三人渾身齊齊打個冷戰,紛紛咽了咽口水。
行軍打仗做到将領的人,那個又是傻子?
甯子安這句話一出來,三人覺得這三天的苦惱都是白費腦細胞了。
虧他們考慮了那麽多,到頭來還不及人家一句話呢!
果然有的人生來就是碾壓人的,人比人真是氣死人!
甯子安的話裏帶着波瀾起伏,潛台詞,他沒有打算造反,但如果真到了過不下去的時候,他也不介意造反玩玩。
于是乎,朝廷跟邊關的關系處在一種絕對的微妙狀态中。
戰争還在繼續,轉眼間又到了冬日。
再距離上次收回的三座城池,之後甯子安聯合雲星合力再攻下了兩座城池,如今,便有五座城池在甯子安的手中了。
——
晉城,梨花灘蘇家。
冬日的氣息很是寒冷,呼出的氣息瞬間變成白霧。
而這還隻是剛剛開始。
蘇雲的屋裏很安靜,床上躺着一個兩個月大的小奶娃,睜着一雙葡萄黑的眼珠子咕噜噜的轉悠,嘴巴裏面含着一個手指唧吧唧吧的啃着,白嫩嫩的皮膚讓人想咬一口。
一身上等的面料衣服穿在身上,衣服上繡着各種喜慶的圖案,讓小人兒看起來更加粉雕玉琢,簡直就一個萌萌哒的無敵殺手嘛。

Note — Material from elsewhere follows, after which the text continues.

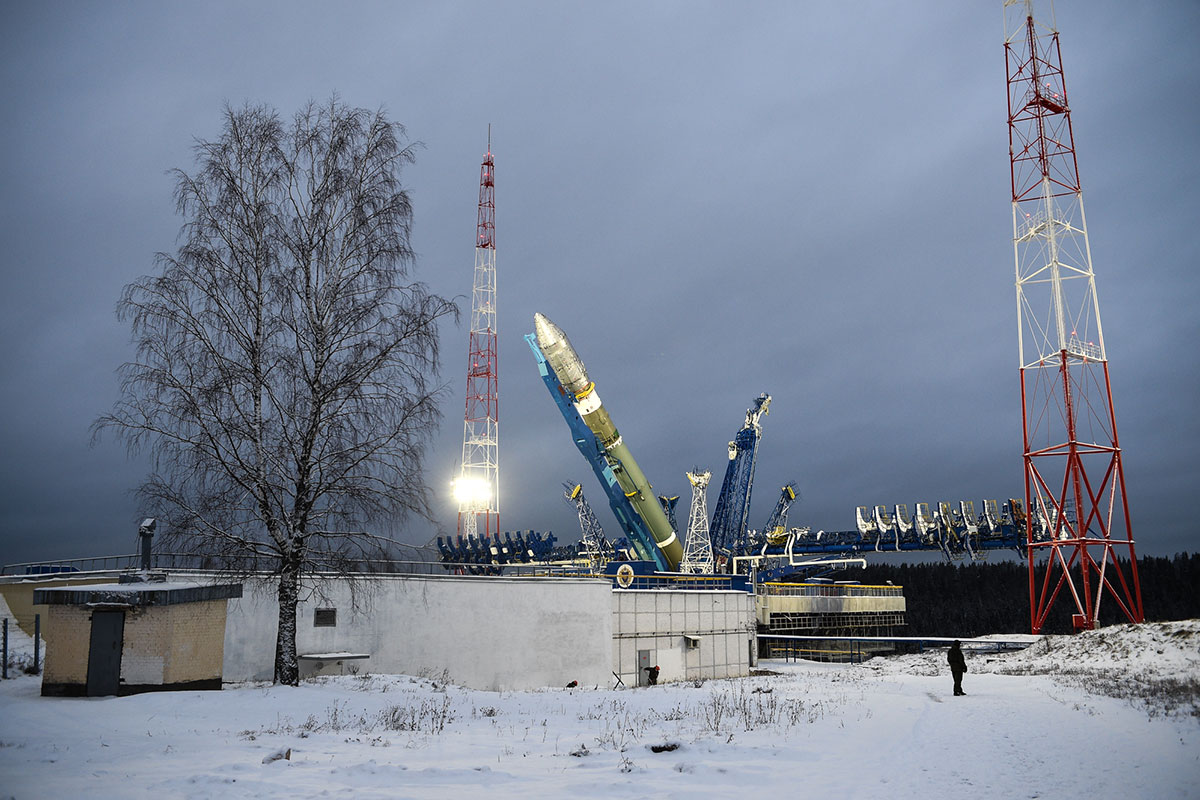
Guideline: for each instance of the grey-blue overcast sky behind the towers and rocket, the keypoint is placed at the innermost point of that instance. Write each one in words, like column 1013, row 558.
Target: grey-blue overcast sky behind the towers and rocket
column 712, row 200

小奶娃很安靜,不哭不鬧,隻是好奇的看着屋裏那抹坐在炕沿邊塗塗畫畫的藍衣女子。
女子一系天藍色的長裙,腰間系着一條同色系的腰帶,衣襟上繡着朵朵梨花,白色靓麗。
女子一頭青絲沒有捆綁隻是随意的披散下來,頭頂用一隻梅花簪固定前面的碎發。
此刻的她渾身認真,雙手放在旁邊的炕沿上的櫃子上,寫寫畫畫,格外認真。
小家夥看着母親的黑發,伸出一隻白白嫩嫩的小手抓在手裏,嘴裏咯咯笑着。
蘇雲原本還在沉浸自己的圖畫中,忽然聽到笑聲,轉過身來,看着抓着自己黑發的小子,忍不住嘴角一彎,眼眉柔和的看着他。
伸出食指,輕輕的戳了他的臉蛋一下,笑罵:“你個壞小子,知道麻麻在忙,還亂碰麻麻的頭發。”
甯小寶被蘇雲戳着笑得更加開心,伸開雙手要抱抱。
蘇雲看着兒子的模樣,也輕笑的抱起他來,要不是這屋裏燒了炕,指不定多冷呢。
把甯小寶報到眼前,對着他的粉粉的小臉親了口,小家夥被母親親着癢癢的,笑聲更是不停。
在外面的人,聽到屋裏的歡聲笑語,臉色都帶着笑意。
蘇雲把甯小寶再包了一層衣服,拿着剛剛畫好的東西,抱着甯小寶出了房門。
堂屋,院子,幾乎慢慢的都是人。
老的少的,能做針線的女的,都被蘇雲給召集到這裏來了。
此時,她們的手裏都在做着一件又一件的大衣。
不錯,蘇雲畫的是軍隊中的大衣。
原本想弄一些什麽鴨絨什麽的,奈何她不會去味,要是一個弄不好反而惹上了跳蚤,那可就得不償失了。
大衣都是同意的軍綠色,裏面塞了不少的棉花,穿上去保管暖和。